Увидев дочь в окне, Каденька тут же отложила свои дела, и решительно направилась в комнату Любочки. Аглаи и Нади дома не было, Левонтий Макарович и Вера при встречах всегда проводили время в библиотеке, Светлана возилась на кухне, а Айшет Каденька только что видела во дворе. Так что никакого догляда Леокардия Власьевна как будто не опасалась, однако, входя в комнату младшей дочери, осматривалась с видом нервным и недовольным. Недовольство имело направленность на себя. Именно собой в сложившихся обстоятельствах была недовольна Каденька, но иного выхода уж не видела. Давно собиралась, и до́лжно было когда-то прояснить… Отчего не теперь? В Любочкиных запальчивых словах отчетливо сквозило вовсе не выдуманное ею, а наличное и нынче действующее чувство, приводящее в согласное движение все силы ее души. В отличие от скрытницы Аглаи, никакого текущего романа в Егорьевске у Любочки явно нет. Следовательно…

Наморщив лоб, Каденька открыла ящик комода, приподняла стопку белья и взяла в руки один из многих одинаковых конвертов. Письма, которые Любочка уже много лет получает из Петербурга от сестер Козловых. Вон сколько скопилось…

Помедлив, Леокардия Власьевна достала сложенный в четыре раза лист, развернула его. Читать чужие письма – гадость, гадость! Но как же иначе разрешить? Подчерк был четким и, пожалуй, красивым, но от волнения буквы как-то расплывались у Каденьки перед глазами. Наконец, она пересилила себя, прочла не первый, а из середины абзац.
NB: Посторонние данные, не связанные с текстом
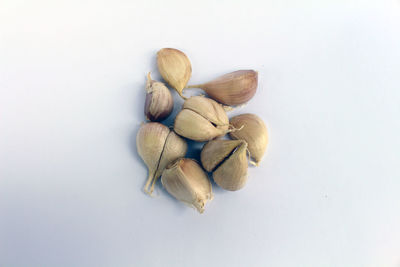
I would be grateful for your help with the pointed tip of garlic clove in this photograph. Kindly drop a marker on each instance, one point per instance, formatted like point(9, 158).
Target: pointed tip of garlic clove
point(159, 102)
point(187, 182)
point(235, 88)
point(175, 68)
point(254, 132)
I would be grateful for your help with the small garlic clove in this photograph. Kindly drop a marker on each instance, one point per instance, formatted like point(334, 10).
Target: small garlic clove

«… Зимние катания в саду «Аквариум» бывают преизрядные. Публика самая пестрая, и крутится, и вертится под музыку, подобно суетящимся в соломе полевым воробьям. Горят разноцветные электрические фонари, и самые причудливые тени ложатся на лед. Помните ли вы, Любочка, наши катания на Березуевских разливах, когда неугомонная Софи заставила буквально весь город встать на коньки? Как юны, грациозны и несравненны вы были тогда! Я бережно храню в памяти каждую минуту наших кратких встреч и если бы забыл…»

Плотно зажмурившись и едва не прорвав ногтями слегка пожелтевшую бумагу, Каденька опустила письмо, а потом, вдохнув, вновь поднесла его близко к глазам, сосредоточившись на последней строчке.

«…Остаюсь навсегда ваш – Николай Полушкин.»

Так. Слегка дрожащей рукой Каденька сложила письмо, сунула его обратно в конверт, и положила на место в стопку под белье. Задвинула ящик комода.

«Интересно, что действительно поделывают сейчас петербургские мещаночки сестры Козловы, чья призрачная жизнь вот уже много лет является производной Любочкиной фантазии? Ведь есть же у них какая-то настоящая судьба… Впрочем, какая разница!»

Медленно покачивая головой и сама не замечая этого, Каденька вышла из комнаты дочери, и, против обыкновения, шаркая ногами, побрела в спальню. Внезапно ей захотелось прилечь.

От нервного неудобства Карпа Платоновича, как всегда, тянуло почесаться. Он поводил плечами в разные стороны, переступил босыми ногами и несколько раз подряд поднял подбородок. Желание не исчезло.

– Что, соколик Карпушенька, чешется опять? – понятливо спросила Фаня. – Так не стесняйся меня, скажи. Я почешу. Где оно? Вот тут, на спинке?

Попадья деловито поскребла продолговатыми, чистыми ногтями широкую спину урядника. Карп Платонович зажмурился от удовольствия.

– Вот и славно, вот и хорошо, – промурлыкала Фаня. – Теперь ложись, соколик Карпуша, в кроватку, а я – тебе под бочок. Ты уж сегодня больше спрашивать-то не будешь?

Карп Платонович, не открывая глаз, отрицательно помотал головой. Ему было страшно неловко, и все казалось нелепым и негожим, и непонятно, как поступить… А главное, такая незадача случилась с ним в первый раз за все пятнадцать лет беспорочной службы.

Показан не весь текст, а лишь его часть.